Reaping the rewards of a job well done!
Awesome !

Reactions: Like 1 | Thanks 1


----------



## Timwis (13/5/20)

I forgot i had even tested this RTA, here is my review but it's old before i started taking photos of the build progress, includes blurred pics and not so detailed as my reviews are now, looking at your build i don't think you really will learn anything extra but here it is anyway.

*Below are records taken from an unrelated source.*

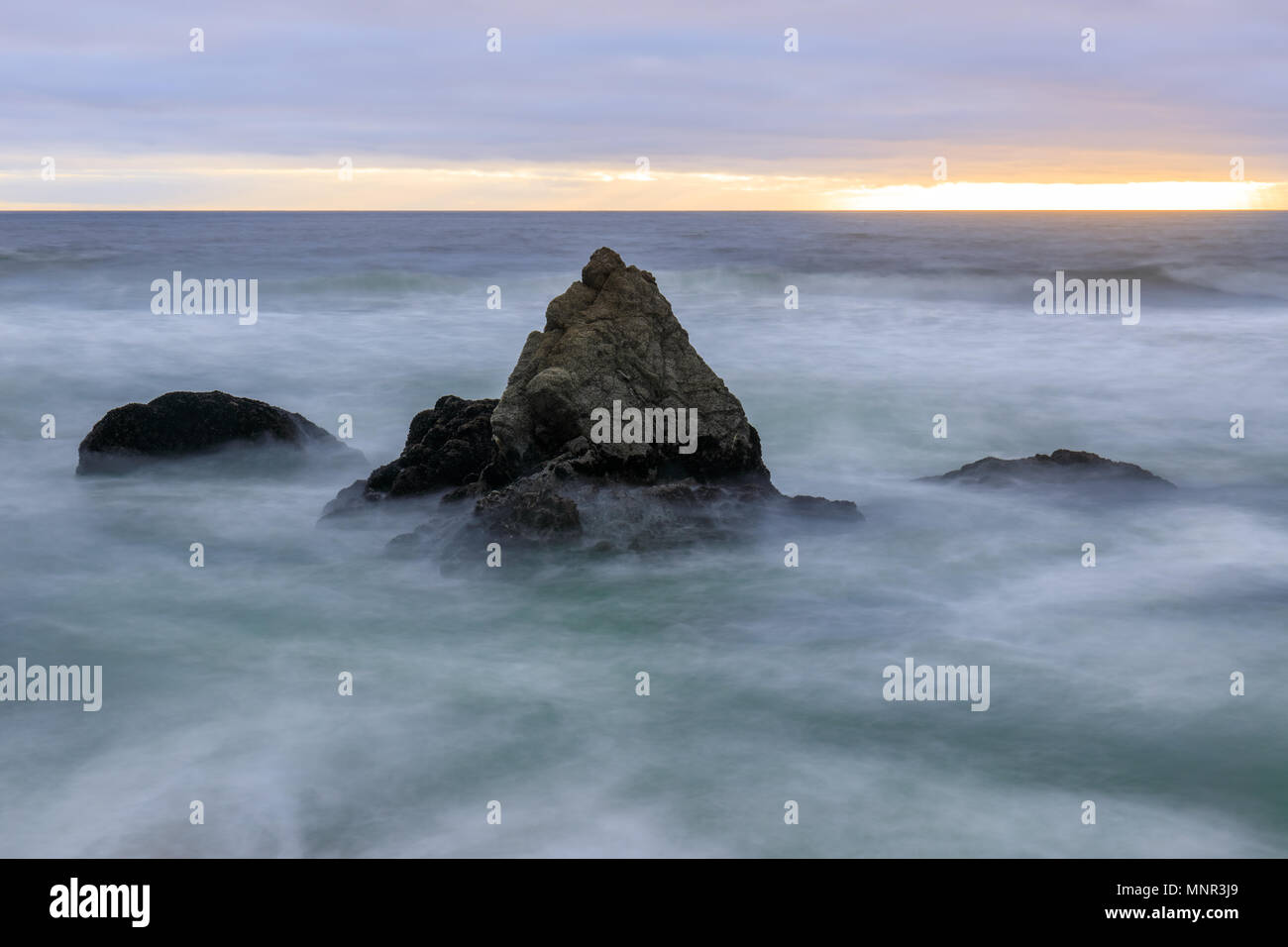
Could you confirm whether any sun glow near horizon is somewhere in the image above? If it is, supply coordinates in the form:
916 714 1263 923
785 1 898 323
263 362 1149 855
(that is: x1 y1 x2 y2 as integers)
837 180 1288 210
0 156 1288 211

https://www.ecigssa.co.za/geekvape-blitzen-rta.t48308/

Reactions: Thanks 1


----------



## Stranger (14/5/20)

Thanks Tim


----------



## ARYANTO (14/5/20)

BLITZEN on MECH

Reactions: Like 3


----------



## PartyDave (14/5/20)

Sorry, bit late to the party. 
My preferred build on the Blitzen
Regular dual core 3.0mm claptons at around 0.18 ohm as high as they can go without touching the chamber. Space them inwards, 2ish mm from each other. Wick fairly light, airflow halfway closed down

Reactions: Agree 1 | Thanks 1


----------



## Stranger (15/5/20)

2 days in and I have not put this down yet. My wicking must be getting better as I have had no dry hits, I get bubbles and no leaking and as the coils and cotton has bedded in the flavour is really good. Settled on 27.5 w on the Pico as this does not have the ramp up function that the Puma has. Also settled on the 510 drip tip. Only con so far is that the honeycomb sits just above the battery top of the Pico dual and leaves a bit of condensation there.
Biggest pro is that I got new batteries for b-day and they are lasting a full day.
The Blotto is just over half a day for a similar vape so I think this has worked out well for me.

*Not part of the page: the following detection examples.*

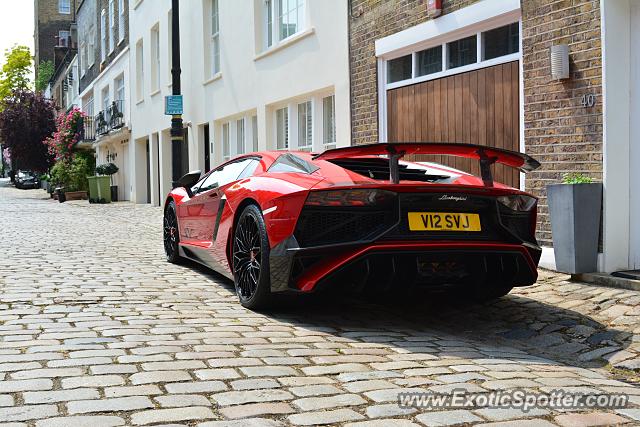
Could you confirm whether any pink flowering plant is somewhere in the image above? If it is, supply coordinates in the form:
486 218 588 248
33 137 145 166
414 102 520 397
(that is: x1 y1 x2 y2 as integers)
44 107 86 162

Reactions: Winner 2 | Informative 1


----------



## LeislB (14/7/20)

Where did you find this tank @Stranger?


----------



## Stranger (14/7/20)

Vapeshop

but looks like they are sold out.

Reactions: Like 1


----------



## CJB85 (14/7/20)

LeislB said:


> Where did you find this tank @Stranger?


Hahaha, are you shopping for one more tank?


----------



## PartyDave (14/7/20)

LeislB said:


> Where did you find this tank @Stranger?


Not sure if SAPO is okay now, but if you want you can have mine. not using it anymore

Reactions: Winner 3


----------



## LeislB (14/7/20)

PartyDave said:


> Not sure if SAPO is okay now, but if you want you can have mine. not using it anymore


Wow! I sent you a PM!


----------



## LeislB (14/7/20)

CJB85 said:


> Hahaha, are you shopping for one more tank?


No judgment Johan! Lol


----------



## Stranger (15/7/20)

PartyDave said:


> Not sure if SAPO is okay now, but if you want you can have mine. not using it anymore



You say not using anymore. I like to hear why some people do not like to use their kit. Care to share please


----------



## PartyDave (16/7/20)

Stranger said:


> You say not using anymore. I like to hear why some people do not like to use their kit. Care to share please


I do like it, I just have tanks in my rotation I like more. Taifun GT4 for example Tripod. They fit my style of vaping better

Reactions: Like 2 | Winner 1


----------



## Kadaboy (13/2/21)

Hi guys any of you want to let go of your blitzen? I'm looking for one can do cash or even swop for a blotto mini


----------